Dolido por el acoso de sus enemigos, Jeremías desea perderse en el desierto, es decir, vivir apartado de todo ministerio público:
¡Oh, quién me diese en el desierto un albergue de caminantes, para que dejasea mi pueblo, y de ellos me apartase! Porque todos ellos son adúlteros, congregación de prevaricadores” (Jeremías 9:1-2).
En su desesperación reprocha a Dios que le sedujo para el ministerio profético y sólo cosechó amargura:
“Me sedujiste, oh Jehová, y fui seducido; más fuerte fuiste que yo, y me venciste; cada día he sido escarnecido, cada cual se burla de mí.
Porque cuantas veces hablo, doy voces, grito: Violencia y destrucción; porque la palabra de Jehová me ha sido para afrenta y escarnio cada día” (Jeremías 20:7-8).
Decide olvidarse de Dios y renunciar para siempre a su misión: “Dije: No me acordaré más de Él, ni hablaré más en su nombre” (Jeremías 20:9).
Pero la palabra de Dios entra en acción y el profeta siente un fuego abrasador e irresistible en su interior, que le hace cambiar de opinión: “No obstante, había en mi corazón como un fuego ardiente metido en mis huesos; traté de sufrirlo y no pude” (Jeremías 20:9).
Es entonces cuando experimenta la presencia todopoderosa de Dios: “Mas Jehová está conmigo como poderoso gigante” (Jeremías 20:11).
Pocos predicadores se libran de estas crisis de dudas y de angustia. Hay que saber superarlas como las superó el profeta.
Los profetas clamaban contra la falsedad religiosa. Denunciaban la perversión religiosa a la que había sido llevado el pueblo hebreo.
En uno de los oráculos más duros, Miqueas condena a los jefes religiosos que ejercen su ministerio por lucro pretendiendo que Dios los apoye.
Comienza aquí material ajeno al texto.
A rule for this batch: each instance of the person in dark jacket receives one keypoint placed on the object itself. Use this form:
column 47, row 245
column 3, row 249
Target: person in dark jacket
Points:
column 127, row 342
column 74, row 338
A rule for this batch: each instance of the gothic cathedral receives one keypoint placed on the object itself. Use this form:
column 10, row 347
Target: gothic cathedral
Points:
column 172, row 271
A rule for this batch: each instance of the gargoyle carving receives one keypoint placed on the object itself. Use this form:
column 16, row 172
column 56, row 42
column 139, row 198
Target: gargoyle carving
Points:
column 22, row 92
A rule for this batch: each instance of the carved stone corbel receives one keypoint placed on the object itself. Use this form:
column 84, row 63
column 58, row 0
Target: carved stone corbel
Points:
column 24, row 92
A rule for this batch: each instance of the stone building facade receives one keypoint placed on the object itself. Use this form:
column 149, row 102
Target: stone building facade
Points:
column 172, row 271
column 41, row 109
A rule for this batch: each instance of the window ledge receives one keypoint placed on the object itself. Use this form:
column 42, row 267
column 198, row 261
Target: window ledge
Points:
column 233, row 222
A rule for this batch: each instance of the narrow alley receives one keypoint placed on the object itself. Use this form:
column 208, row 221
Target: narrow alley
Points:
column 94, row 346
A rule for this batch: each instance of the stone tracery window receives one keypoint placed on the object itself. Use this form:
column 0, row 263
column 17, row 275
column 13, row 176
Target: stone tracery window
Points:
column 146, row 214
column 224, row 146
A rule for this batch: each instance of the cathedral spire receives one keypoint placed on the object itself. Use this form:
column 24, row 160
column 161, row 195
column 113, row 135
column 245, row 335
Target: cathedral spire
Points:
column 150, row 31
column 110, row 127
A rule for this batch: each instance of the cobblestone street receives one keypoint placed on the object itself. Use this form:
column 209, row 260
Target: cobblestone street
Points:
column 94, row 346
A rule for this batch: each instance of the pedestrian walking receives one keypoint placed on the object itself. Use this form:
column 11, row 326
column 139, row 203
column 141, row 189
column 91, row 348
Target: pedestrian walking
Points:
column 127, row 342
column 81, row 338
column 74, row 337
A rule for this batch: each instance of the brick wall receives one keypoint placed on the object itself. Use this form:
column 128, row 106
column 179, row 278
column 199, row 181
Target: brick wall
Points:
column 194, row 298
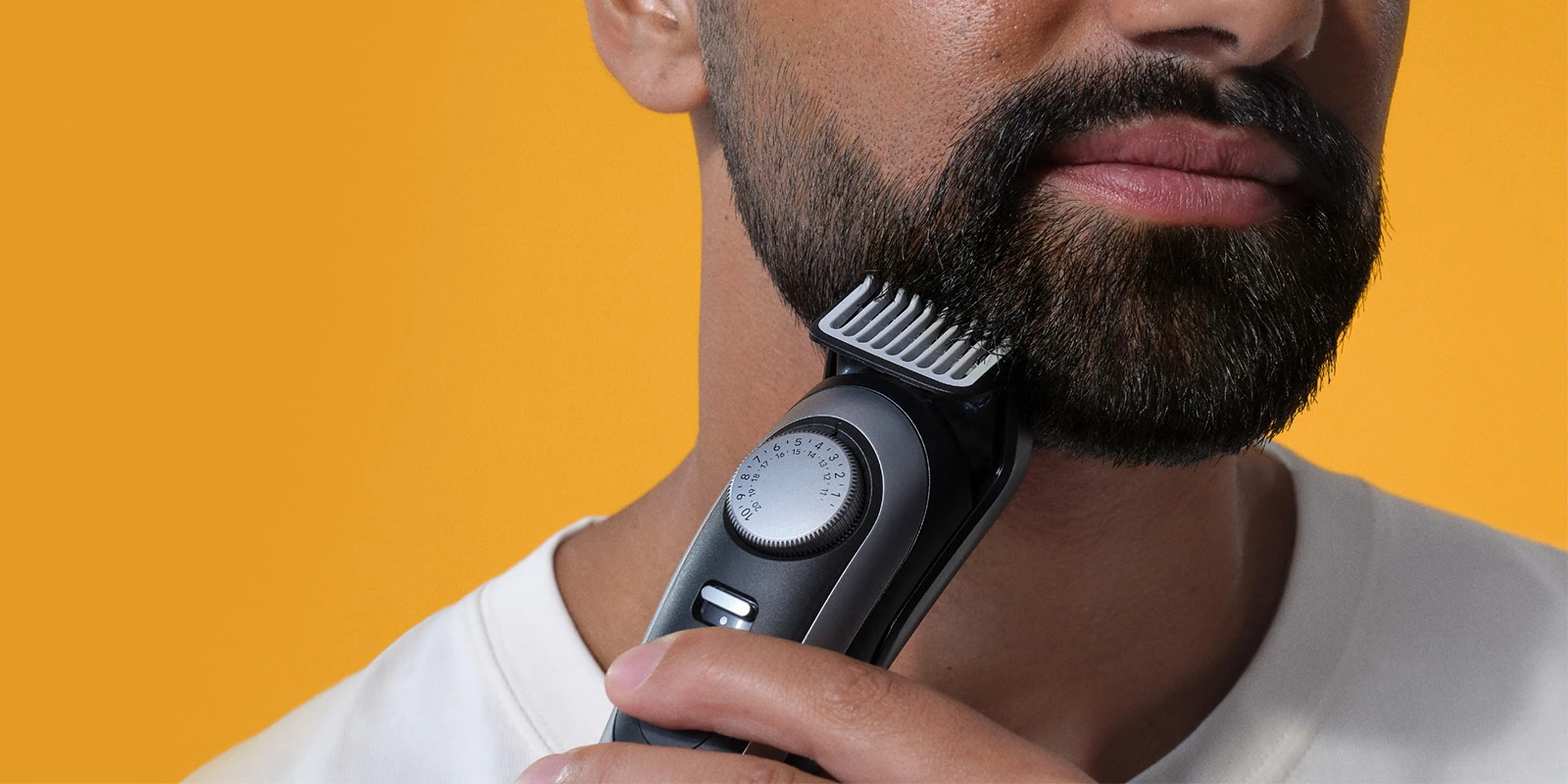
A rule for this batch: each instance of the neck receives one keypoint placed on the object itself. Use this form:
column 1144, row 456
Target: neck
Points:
column 1102, row 616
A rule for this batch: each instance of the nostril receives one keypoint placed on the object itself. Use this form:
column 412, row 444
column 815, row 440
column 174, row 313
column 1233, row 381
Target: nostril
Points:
column 1192, row 39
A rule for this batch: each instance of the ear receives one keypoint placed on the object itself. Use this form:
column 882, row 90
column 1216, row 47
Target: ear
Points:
column 651, row 47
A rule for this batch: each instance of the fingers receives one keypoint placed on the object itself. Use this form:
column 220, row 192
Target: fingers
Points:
column 655, row 764
column 858, row 721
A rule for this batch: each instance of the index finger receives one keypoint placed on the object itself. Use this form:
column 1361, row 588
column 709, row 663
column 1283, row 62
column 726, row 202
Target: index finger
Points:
column 858, row 721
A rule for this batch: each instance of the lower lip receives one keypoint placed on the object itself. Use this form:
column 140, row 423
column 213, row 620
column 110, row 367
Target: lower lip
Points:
column 1170, row 196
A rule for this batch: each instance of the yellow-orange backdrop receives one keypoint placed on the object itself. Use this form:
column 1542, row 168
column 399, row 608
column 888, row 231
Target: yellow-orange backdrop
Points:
column 314, row 316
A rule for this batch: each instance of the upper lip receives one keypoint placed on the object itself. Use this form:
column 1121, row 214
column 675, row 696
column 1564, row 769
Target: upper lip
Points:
column 1183, row 145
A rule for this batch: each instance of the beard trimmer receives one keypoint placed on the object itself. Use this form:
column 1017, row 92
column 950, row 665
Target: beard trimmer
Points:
column 851, row 517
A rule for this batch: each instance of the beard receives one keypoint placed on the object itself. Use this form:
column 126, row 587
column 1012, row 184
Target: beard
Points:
column 1131, row 342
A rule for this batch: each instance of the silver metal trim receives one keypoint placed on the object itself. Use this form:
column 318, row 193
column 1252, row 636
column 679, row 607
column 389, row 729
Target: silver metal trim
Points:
column 906, row 486
column 726, row 601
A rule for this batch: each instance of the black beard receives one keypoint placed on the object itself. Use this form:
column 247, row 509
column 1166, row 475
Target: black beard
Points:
column 1131, row 342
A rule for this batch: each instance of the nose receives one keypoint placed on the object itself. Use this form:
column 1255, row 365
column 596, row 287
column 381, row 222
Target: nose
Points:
column 1230, row 33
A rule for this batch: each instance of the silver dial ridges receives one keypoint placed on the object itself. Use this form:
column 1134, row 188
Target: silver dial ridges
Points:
column 799, row 493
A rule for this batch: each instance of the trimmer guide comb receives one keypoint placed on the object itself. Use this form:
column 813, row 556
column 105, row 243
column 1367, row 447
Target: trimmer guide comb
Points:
column 908, row 337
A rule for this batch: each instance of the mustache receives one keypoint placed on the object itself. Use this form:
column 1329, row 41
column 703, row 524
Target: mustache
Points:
column 995, row 151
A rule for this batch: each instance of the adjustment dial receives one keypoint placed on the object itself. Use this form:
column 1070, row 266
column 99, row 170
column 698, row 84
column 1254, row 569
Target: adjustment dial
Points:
column 796, row 494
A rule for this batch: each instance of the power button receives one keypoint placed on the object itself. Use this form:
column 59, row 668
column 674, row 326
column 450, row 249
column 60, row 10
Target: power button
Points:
column 717, row 604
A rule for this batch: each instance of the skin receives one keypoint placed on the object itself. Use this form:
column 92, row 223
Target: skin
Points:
column 1109, row 609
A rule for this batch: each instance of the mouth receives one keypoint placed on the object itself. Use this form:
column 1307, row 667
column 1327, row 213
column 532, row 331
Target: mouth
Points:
column 1172, row 170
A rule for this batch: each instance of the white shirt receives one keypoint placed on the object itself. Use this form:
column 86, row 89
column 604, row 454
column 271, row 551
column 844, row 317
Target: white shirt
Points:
column 1410, row 645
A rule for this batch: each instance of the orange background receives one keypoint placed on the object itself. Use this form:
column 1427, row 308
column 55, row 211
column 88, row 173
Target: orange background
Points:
column 314, row 316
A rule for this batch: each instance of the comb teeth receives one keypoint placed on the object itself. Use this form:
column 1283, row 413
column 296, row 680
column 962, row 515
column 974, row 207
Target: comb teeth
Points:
column 891, row 326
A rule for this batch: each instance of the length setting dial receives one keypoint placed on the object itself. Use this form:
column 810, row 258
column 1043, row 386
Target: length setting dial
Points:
column 796, row 494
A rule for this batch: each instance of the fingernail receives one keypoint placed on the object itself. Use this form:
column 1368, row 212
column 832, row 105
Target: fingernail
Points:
column 545, row 770
column 635, row 665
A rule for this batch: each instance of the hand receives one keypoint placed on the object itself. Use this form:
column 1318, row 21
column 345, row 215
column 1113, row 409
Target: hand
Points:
column 858, row 721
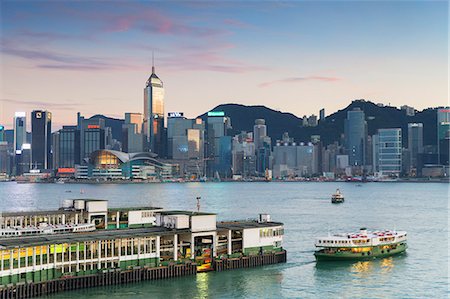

“Sus jefes juzgan por cohecho, y sus sacerdotes enseñan por precio, y sus profetas adivinan por dinero; y se apoyan en Jehová, diciendo: ¿No está Jehová entre nosotros? No vendrá mal sobre nosotros.(Miqueas 3:11).
Estamos rodeados por todas partes de religiones falsas y de falsos ministros religiosos.
Pero nos hemos acobardado ante ellos. Nos falta la valentía que tuvieron los profetas. No queremos enemistarnos y pasamos por todo, pasamos de todo.